Households across the country are still feeling the effects of the Great Recession, with unemployment falling very slowly, while foreclosures are still increasing, along with poverty rates and oil prices. Family wealth is currently down $12.8 trillion from its 2007 peak.
However, one group of Americans is doing very well — corporate CEOs, whose pay is returning to pre-recession levels:
At a time most employees can barely remember their last substantial raise, median CEO pay jumped 27% in 2010 as the executives’ compensation started working its way back to prerecession levels, a USA TODAY analysis of data from GovernanceMetrics International found. Workers in private industry, meanwhile, saw their compensation grow just 2.1% in the 12 months ended December 2010, says the Bureau of Labor Statistics.
Median CEO pay last year was $9 million, the highest since 2007. The median CEO bonus was $2.2 million. These gains come as income inequality in the U.S. is already the worst its been since 1928. “We have the recipe for controversy over CEO pay: big increases in CEO pay that show up following run-ups in stock prices coupled with high unemployment rates,” said Kevin Murphy, professor of finance at the University of Southern California.
But right now the discussion on Capitol Hill is centered on how much should be cut from the non-defense discretionary portion of the budget during the remainder of 2011; these cuts will fall almost exclusively onto middle-class and low-income families. Senate Democrats have attempted to reframe the discussion to include new sources of revenue, including a tax on millionaires, but yesterday, House Republicans reiterated that taxes are off the table.
Speaker of the House John Boehner (R-OH), for instance, derided the idea as a “job-crushing tax hike,” while House Majority Leader Eric Cantor (R-VA) said that it would be “a terrible move in the current economic environment.”
But raising taxes on millionaires is not, in fact, the same as raising taxes on job creators.
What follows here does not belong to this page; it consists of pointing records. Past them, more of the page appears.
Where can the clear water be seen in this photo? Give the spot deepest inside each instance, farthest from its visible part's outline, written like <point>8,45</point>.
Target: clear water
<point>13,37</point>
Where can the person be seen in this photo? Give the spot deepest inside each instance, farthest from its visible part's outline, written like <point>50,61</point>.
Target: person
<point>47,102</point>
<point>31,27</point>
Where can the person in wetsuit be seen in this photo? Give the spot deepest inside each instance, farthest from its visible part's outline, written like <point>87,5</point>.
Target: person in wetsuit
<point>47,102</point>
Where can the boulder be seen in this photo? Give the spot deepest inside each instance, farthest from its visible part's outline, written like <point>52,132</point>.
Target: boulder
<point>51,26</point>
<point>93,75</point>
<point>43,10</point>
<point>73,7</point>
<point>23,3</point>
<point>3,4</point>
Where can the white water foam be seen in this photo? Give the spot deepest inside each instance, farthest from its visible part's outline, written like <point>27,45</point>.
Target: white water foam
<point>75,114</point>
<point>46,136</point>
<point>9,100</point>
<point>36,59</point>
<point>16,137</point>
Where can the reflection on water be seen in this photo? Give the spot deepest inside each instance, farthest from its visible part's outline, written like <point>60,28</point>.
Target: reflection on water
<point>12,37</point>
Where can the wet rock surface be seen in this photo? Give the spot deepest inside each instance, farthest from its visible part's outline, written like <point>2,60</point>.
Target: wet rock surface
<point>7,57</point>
According to a recent Wall Street Journal-NBC poll, an overwhelming majority of Americans (81 percent) say that adding a surtax on millionaires is an acceptable way to reduce the budget deficit. This is far higher than than the percentage that say that would accept recent moves by the GOP like attempting to defund Planned Parenthood or cutting funding for the Affordable Care Act.
Rep. Jan Schakowsky (D-IL) recently released a bill that would implement a graduated income tax on millionaires that would raise $78 billion. Allowing the Bush tax cuts to expire for those making more than $1 million could, in one instant, reduce eight percent of the medium-term budget deficit.